Widor, Charles-Marie

Suite florentine (1919)

für Flöte und Klavier, hg. von Emmanuel Pahud

Rubrik: Noten
Verlag/Label: Universal Edition, Wien 2016
erschienen in: üben & musizieren 5/2016 , Seite 58

Sie kennen das sicher: Man hört eine bestimmte Musik, wird von ihr entzündet und möchte sie gerne auch spielen. Dumm nur, wenn das fragliche Werk eigentlich für ein anderes Instrument geschrieben wurde. Glücklicherweise haben einige KomponistInnen ihre Werke selbst für verschiedene Instrumente umgearbeitet. Und es gibt wunderbare InstrumentalistInnen, deren Bearbeitungseifer uns eine Fülle an neuem Repertoire ermöglicht. Emmanuel Pahud, Soloflötist der Berliner Philharmoniker, formuliert im Vorwort vorliegender Ausgabe seine Intention zur Herausgabe der „Flute Collection“: „Wir Musiker und Musikerinnen befinden uns ständig auf der Suche nach neuen Klängen und interessantem Repertoire, was uns erlaubt, dem Instrument unverwechselbare Gestalt zu verleihen.“
Nun liegt Charles-Marie Widors Suite florentine mit der von Rien de Reede 2015 rekonstruierten Flötenstimme als höchst erfreu­liche Bereicherung des Konzertrepertoires vor – gewohnt übersichtlich gedruckt von der Universal Edition.
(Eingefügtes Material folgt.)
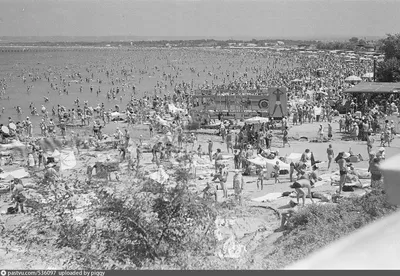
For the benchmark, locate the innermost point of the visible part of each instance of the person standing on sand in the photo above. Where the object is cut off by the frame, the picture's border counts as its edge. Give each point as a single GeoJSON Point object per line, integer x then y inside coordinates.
{"type": "Point", "coordinates": [342, 169]}
{"type": "Point", "coordinates": [210, 149]}
{"type": "Point", "coordinates": [330, 131]}
{"type": "Point", "coordinates": [229, 142]}
{"type": "Point", "coordinates": [285, 136]}
{"type": "Point", "coordinates": [238, 185]}
{"type": "Point", "coordinates": [276, 172]}
{"type": "Point", "coordinates": [376, 175]}
{"type": "Point", "coordinates": [330, 153]}
{"type": "Point", "coordinates": [299, 186]}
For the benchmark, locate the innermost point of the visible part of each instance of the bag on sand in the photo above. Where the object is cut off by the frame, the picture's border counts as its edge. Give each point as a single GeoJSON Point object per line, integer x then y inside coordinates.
{"type": "Point", "coordinates": [348, 189]}
{"type": "Point", "coordinates": [11, 210]}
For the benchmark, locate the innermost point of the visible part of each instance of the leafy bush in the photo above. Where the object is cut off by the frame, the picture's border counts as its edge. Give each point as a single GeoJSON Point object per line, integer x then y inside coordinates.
{"type": "Point", "coordinates": [315, 226]}
{"type": "Point", "coordinates": [130, 227]}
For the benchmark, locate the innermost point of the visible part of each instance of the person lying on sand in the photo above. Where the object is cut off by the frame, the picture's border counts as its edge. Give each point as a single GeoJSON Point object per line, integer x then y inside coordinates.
{"type": "Point", "coordinates": [299, 186]}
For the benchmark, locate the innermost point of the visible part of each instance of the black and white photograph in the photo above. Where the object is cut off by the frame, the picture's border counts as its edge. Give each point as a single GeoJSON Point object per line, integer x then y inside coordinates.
{"type": "Point", "coordinates": [199, 135]}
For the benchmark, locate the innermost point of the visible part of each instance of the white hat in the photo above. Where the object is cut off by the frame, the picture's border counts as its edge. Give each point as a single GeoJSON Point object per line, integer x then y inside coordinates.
{"type": "Point", "coordinates": [346, 155]}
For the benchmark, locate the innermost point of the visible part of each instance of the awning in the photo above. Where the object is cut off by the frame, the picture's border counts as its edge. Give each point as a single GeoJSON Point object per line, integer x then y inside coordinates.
{"type": "Point", "coordinates": [375, 87]}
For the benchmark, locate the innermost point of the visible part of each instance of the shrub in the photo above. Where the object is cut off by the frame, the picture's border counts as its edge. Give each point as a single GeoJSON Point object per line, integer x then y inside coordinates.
{"type": "Point", "coordinates": [315, 226]}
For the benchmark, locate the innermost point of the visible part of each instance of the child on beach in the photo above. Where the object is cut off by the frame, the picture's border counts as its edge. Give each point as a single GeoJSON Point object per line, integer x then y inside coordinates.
{"type": "Point", "coordinates": [260, 177]}
{"type": "Point", "coordinates": [199, 151]}
{"type": "Point", "coordinates": [276, 172]}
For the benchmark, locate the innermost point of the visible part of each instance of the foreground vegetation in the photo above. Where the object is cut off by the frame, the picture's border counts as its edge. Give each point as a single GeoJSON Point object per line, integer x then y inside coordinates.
{"type": "Point", "coordinates": [151, 226]}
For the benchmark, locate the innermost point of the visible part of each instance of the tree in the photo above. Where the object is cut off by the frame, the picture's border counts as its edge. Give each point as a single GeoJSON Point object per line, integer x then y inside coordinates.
{"type": "Point", "coordinates": [389, 69]}
{"type": "Point", "coordinates": [353, 40]}
{"type": "Point", "coordinates": [391, 46]}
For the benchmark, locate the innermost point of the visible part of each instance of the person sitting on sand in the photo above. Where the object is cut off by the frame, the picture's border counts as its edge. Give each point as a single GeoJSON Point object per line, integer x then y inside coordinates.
{"type": "Point", "coordinates": [209, 192]}
{"type": "Point", "coordinates": [299, 186]}
{"type": "Point", "coordinates": [286, 215]}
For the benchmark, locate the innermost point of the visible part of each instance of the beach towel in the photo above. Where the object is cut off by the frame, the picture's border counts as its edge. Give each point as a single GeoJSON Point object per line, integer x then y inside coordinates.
{"type": "Point", "coordinates": [20, 173]}
{"type": "Point", "coordinates": [267, 197]}
{"type": "Point", "coordinates": [67, 160]}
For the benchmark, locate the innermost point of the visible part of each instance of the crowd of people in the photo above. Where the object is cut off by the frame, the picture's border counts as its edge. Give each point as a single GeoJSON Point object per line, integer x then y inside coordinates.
{"type": "Point", "coordinates": [108, 90]}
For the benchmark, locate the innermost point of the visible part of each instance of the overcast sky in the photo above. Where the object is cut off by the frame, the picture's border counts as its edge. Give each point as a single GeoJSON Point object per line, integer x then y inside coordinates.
{"type": "Point", "coordinates": [209, 18]}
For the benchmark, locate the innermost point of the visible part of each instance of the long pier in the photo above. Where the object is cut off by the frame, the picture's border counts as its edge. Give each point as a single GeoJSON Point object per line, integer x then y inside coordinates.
{"type": "Point", "coordinates": [21, 49]}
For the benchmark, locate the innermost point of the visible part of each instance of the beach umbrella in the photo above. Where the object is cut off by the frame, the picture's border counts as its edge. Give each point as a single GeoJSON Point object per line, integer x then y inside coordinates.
{"type": "Point", "coordinates": [5, 129]}
{"type": "Point", "coordinates": [352, 78]}
{"type": "Point", "coordinates": [257, 119]}
{"type": "Point", "coordinates": [12, 126]}
{"type": "Point", "coordinates": [368, 75]}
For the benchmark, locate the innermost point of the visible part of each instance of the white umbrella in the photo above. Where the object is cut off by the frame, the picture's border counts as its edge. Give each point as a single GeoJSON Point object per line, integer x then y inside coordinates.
{"type": "Point", "coordinates": [5, 129]}
{"type": "Point", "coordinates": [12, 126]}
{"type": "Point", "coordinates": [353, 78]}
{"type": "Point", "coordinates": [368, 75]}
{"type": "Point", "coordinates": [257, 119]}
FlötistInnen haben nun zwei Möglichkeiten: Entweder schaffen sie eine vollkommen unabhängige, neue Flöteninterpretation und legen ihren Schwerpunkt auf die instrumentenspezifischen Möglichkeiten dieses wunderbar kammermusikalisch geführten Gesprächs von Klavier und Solostimme, oder sie lassen sich von violinspezifischen Klangmöglichkeiten der ursprünglichen Violinsuite inspirieren.
Ein Hörvergleich mit dem Original für Violine und Klavier lohnt in jedem Fall: Zwar lassen sich viele Violin-Solostimmen recht problemlos auch mit der Querflöte interpretieren, aber es gibt ja doch instrumentenspezifische Unterschiede. So sind z. B. die in Nr. IV (Tragica) ab Takt 27 gedachten Violin-Pizzicati auf der Flöte im Staccato in der musikalischen Wirkung sicherlich anders zu gewichten, sind Abstrich-Akzente oder die etwas leichteren Aufstriche deutlich anders nuanciert als flötistische Akzente, erwächst größeren Tonsprüngen und Tonrepetitionen wie etwa in Nr. I (Cantilena) ab Takt 20 durch Bogenführung und Lagenwechsel eine andere Spannung als beispielsweise das Oktavieren bzw. Repetieren auf der Flöte. Andererseits hat man auf der Flöte natürlich wiederum andere Möglichkeiten der Linienführung auf einem Atem. Doch diese feinen Details in der Interpretation werden FlötistInnen bei diesen wirkungssicheren Vortragsstücken sicher im positiven Sinne herausfordern.
Diese Flötenfassung von Widors der spätromantischen Tradition verpflichteten, geistreichen und äußerst eleganten Suite florentine stellt eine wertvolle Erweiterung des Konzertrepertoires dar und sollte bald häufiger zu hören sein.